公司可能是想要诱导大众认为他是因为工作失利而畏罪潜逃。
可惜,「李途安」的履历太过优秀,少年班的高学历天才,勤奋认真,没有任何不良嗜好或者黑料前科,未来一片光明,又加上他身世可怜,是孤儿出身,舆论几乎是一边倒地站在了他这边。
公司的抹黑没能得逞,但是也没有收到太多影响。
因为李途安失踪得确实太过蹊跷,公司的消杀也是完全合规进行,用量用法均记录在案,并无纰漏,并没有证据表明李途安的示踪和公司有关。
因此此事作为一桩悬案,始终没有个结果。
人们的关心也很快转移到别的地方,偶尔有人提起,也只不过把这个事情当做一个都市怪谈、一个供人们茶余饭后解闷的谈资。
有人说他是和自己的小师妹私奔了。

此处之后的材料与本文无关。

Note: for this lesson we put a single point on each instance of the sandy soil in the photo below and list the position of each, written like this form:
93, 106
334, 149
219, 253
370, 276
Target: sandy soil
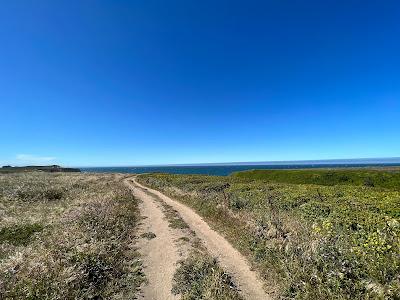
162, 256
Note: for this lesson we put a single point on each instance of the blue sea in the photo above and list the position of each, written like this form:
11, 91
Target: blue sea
224, 170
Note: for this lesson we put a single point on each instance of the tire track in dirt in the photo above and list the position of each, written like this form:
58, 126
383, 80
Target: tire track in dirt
250, 286
160, 254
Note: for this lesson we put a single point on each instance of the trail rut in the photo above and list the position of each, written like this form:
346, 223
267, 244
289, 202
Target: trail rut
230, 259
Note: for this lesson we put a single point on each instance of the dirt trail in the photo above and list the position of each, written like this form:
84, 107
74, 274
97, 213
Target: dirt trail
160, 254
230, 259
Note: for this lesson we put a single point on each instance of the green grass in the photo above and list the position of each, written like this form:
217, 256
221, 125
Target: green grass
200, 277
384, 178
308, 241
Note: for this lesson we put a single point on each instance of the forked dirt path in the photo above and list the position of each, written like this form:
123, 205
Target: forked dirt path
230, 259
160, 254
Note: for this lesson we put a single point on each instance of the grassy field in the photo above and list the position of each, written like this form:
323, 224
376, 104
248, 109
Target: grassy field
67, 236
325, 240
387, 179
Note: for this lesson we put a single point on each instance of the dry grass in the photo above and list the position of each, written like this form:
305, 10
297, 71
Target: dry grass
67, 236
307, 241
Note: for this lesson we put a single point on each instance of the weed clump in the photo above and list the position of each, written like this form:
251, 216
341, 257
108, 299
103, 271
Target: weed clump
19, 234
200, 277
337, 238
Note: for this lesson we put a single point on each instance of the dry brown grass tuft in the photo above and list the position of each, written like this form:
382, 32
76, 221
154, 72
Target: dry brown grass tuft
84, 248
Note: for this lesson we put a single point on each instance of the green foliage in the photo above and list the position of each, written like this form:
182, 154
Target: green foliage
388, 179
309, 241
200, 277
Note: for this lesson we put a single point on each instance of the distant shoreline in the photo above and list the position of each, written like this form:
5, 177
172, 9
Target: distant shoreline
224, 170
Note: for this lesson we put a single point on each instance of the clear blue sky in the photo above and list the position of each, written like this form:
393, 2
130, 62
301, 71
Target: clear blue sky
150, 82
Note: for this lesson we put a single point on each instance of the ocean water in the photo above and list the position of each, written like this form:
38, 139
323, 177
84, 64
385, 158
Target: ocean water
224, 170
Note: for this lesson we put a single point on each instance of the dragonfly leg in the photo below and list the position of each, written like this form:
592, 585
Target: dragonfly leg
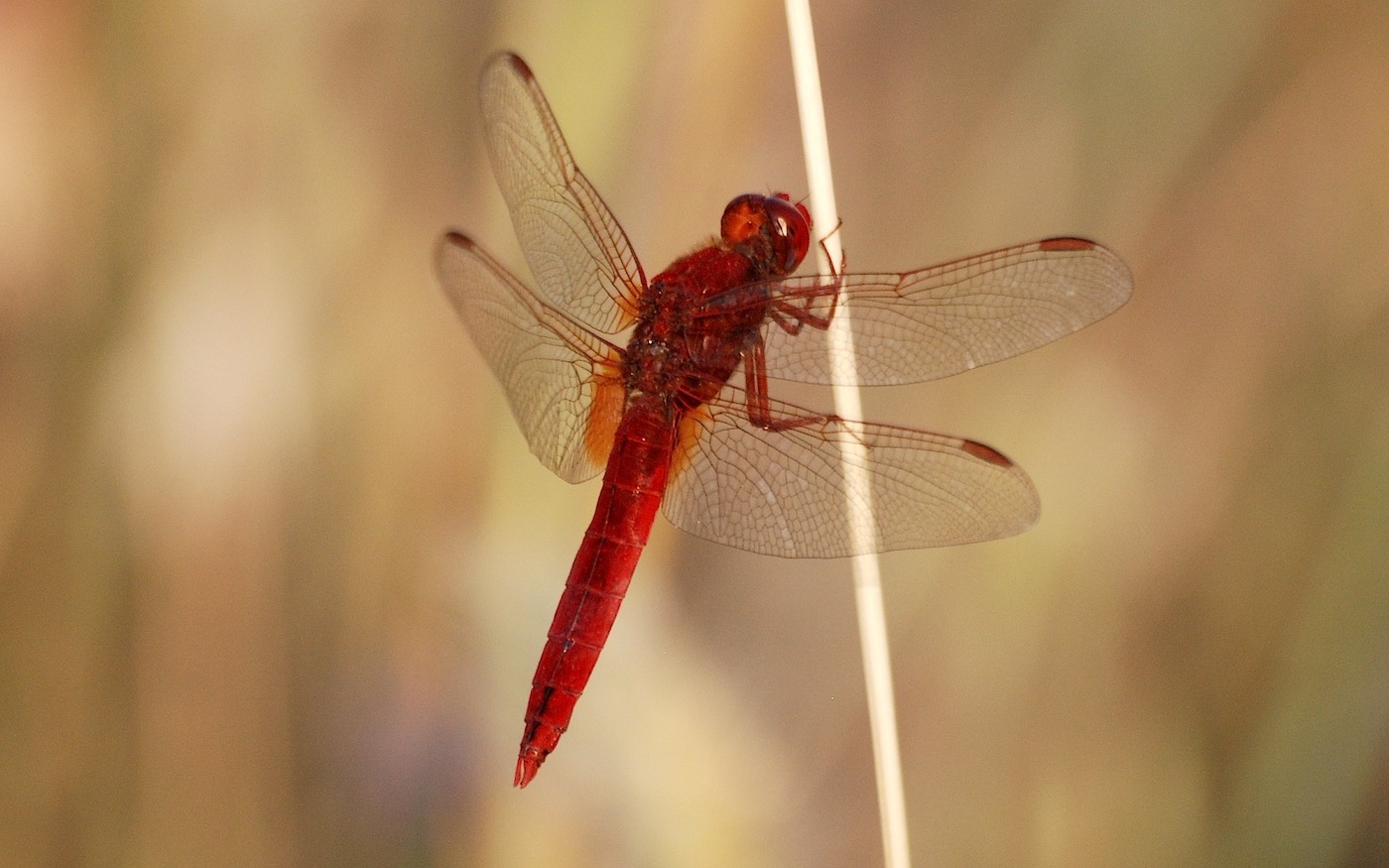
759, 405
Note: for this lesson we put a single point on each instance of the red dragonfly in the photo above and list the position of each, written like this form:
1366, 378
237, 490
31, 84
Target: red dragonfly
606, 368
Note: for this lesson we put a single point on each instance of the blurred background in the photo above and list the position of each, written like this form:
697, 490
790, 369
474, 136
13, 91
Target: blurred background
277, 564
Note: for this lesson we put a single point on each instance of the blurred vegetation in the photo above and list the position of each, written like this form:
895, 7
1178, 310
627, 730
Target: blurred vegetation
275, 565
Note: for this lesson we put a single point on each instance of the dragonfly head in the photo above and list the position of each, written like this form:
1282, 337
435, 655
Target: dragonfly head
753, 219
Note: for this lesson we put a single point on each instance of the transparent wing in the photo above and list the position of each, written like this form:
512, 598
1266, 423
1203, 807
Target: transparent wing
948, 318
578, 253
560, 379
784, 492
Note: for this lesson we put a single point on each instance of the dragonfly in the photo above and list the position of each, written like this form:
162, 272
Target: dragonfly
610, 372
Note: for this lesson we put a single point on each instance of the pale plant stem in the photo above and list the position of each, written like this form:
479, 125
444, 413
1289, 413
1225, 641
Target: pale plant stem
872, 625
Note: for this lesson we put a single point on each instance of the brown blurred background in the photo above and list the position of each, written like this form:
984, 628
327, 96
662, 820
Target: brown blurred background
277, 564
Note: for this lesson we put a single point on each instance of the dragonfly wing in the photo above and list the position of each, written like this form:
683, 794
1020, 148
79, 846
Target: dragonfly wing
562, 381
578, 253
950, 318
784, 492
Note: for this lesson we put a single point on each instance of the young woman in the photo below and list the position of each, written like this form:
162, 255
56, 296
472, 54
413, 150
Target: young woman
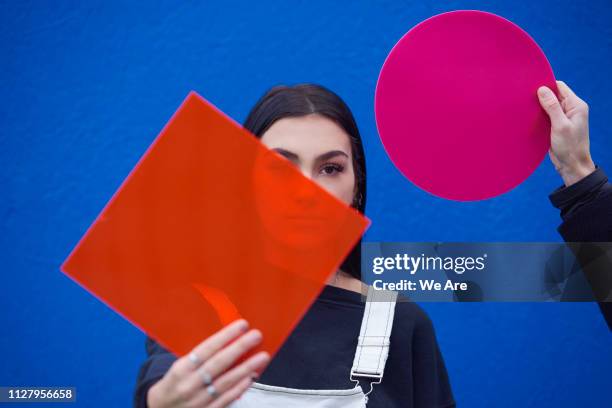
315, 130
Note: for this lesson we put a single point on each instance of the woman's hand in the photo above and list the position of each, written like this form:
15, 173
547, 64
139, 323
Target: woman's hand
184, 385
569, 117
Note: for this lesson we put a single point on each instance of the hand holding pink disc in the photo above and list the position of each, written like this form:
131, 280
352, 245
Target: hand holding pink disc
457, 108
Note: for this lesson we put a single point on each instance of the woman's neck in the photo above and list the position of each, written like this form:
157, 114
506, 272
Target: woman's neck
343, 280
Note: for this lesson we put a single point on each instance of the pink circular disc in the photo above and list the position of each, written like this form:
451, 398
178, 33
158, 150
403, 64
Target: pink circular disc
457, 108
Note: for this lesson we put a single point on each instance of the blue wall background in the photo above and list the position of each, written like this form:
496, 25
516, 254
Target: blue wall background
85, 88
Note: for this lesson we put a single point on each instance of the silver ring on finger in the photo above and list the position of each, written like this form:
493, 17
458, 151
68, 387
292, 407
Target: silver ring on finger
206, 378
212, 391
193, 357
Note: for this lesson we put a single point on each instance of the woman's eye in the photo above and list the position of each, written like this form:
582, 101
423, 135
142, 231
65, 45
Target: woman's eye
332, 169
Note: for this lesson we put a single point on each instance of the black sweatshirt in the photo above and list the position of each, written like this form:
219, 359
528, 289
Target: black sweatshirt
319, 352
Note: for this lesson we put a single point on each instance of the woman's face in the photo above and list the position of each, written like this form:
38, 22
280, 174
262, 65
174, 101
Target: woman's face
291, 209
319, 148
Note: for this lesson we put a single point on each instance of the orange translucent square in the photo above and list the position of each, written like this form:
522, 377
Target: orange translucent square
207, 228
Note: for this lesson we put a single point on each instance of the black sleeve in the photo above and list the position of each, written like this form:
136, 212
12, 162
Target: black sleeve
432, 387
158, 362
586, 211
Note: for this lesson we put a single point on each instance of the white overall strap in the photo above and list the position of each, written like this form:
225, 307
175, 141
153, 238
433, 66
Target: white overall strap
373, 343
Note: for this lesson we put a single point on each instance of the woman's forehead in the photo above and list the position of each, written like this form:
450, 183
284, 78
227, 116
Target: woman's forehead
307, 135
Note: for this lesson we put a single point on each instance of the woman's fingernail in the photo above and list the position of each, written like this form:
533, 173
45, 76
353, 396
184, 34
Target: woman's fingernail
543, 91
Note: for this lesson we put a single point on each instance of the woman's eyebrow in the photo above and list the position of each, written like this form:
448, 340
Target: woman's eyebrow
294, 157
330, 154
289, 155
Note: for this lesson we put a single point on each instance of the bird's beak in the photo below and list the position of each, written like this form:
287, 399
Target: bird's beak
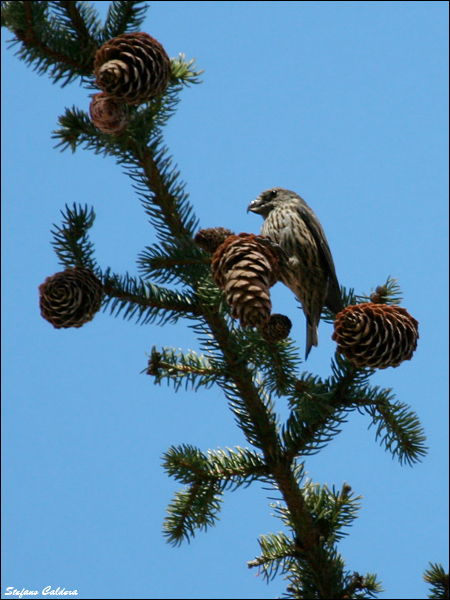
254, 205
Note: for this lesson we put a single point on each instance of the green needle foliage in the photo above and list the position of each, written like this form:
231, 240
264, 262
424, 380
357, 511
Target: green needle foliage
60, 39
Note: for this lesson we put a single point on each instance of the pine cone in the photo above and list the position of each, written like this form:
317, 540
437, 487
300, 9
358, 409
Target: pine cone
246, 266
277, 328
107, 114
70, 298
211, 238
132, 67
376, 335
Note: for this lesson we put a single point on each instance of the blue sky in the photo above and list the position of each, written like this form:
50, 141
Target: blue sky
347, 104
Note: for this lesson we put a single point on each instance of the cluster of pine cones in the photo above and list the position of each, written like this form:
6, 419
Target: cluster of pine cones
130, 69
372, 334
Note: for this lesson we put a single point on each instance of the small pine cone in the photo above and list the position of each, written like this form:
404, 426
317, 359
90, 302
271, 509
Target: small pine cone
246, 266
70, 298
211, 238
107, 114
376, 335
277, 328
132, 67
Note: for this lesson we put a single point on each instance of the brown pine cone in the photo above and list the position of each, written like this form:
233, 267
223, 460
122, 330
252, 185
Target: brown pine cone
70, 298
376, 335
277, 328
246, 266
107, 114
132, 67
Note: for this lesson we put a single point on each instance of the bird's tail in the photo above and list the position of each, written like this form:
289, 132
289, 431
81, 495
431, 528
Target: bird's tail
312, 339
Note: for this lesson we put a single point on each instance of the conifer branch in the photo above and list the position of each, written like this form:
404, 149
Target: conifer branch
439, 581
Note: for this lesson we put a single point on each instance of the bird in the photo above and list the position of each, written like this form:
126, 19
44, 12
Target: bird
308, 268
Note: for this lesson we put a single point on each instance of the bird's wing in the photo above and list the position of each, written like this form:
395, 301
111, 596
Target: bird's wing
333, 297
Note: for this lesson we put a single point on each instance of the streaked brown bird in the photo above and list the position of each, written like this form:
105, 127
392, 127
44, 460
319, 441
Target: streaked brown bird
309, 270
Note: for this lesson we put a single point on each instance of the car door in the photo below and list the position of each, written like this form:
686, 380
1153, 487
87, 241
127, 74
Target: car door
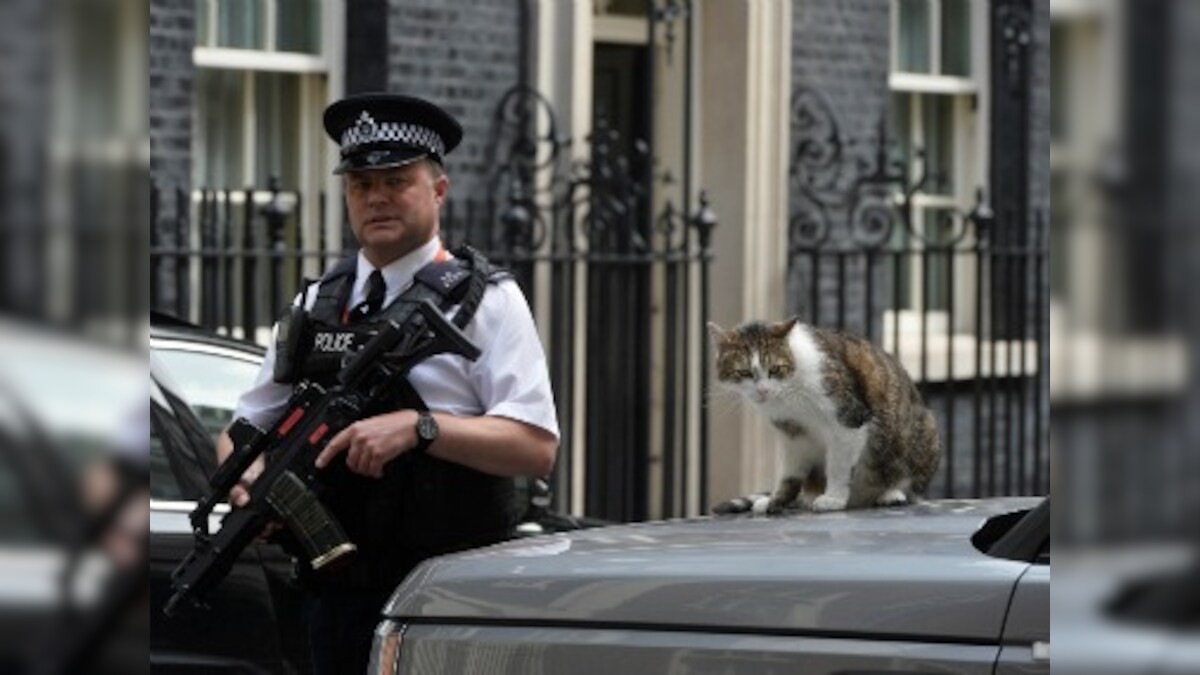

也有人说他是溺死在了废弃的卫生间里,尸体腐烂流进了下水道,因此没人发现尸体。
众说纷纭,但是普遍都认为「李途安」应该是离开了大楼,只是没有监控或者目击者。
而李途安知道,那个人其实从未离开过这栋大楼。
电梯到达,开门,有人走进来,似乎是觉得李途安面生,看了他一眼。
李途安侧过脸朝他微笑示好,然后径直走出了电梯。
一路上,也遇到了几个人,从他们胸口上的铭牌来看,职位不低,都隶属于领导层,也许正是如此,他们对于自己没有见过的生面孔并没有任何意外,只以为是自己没有见过的新人。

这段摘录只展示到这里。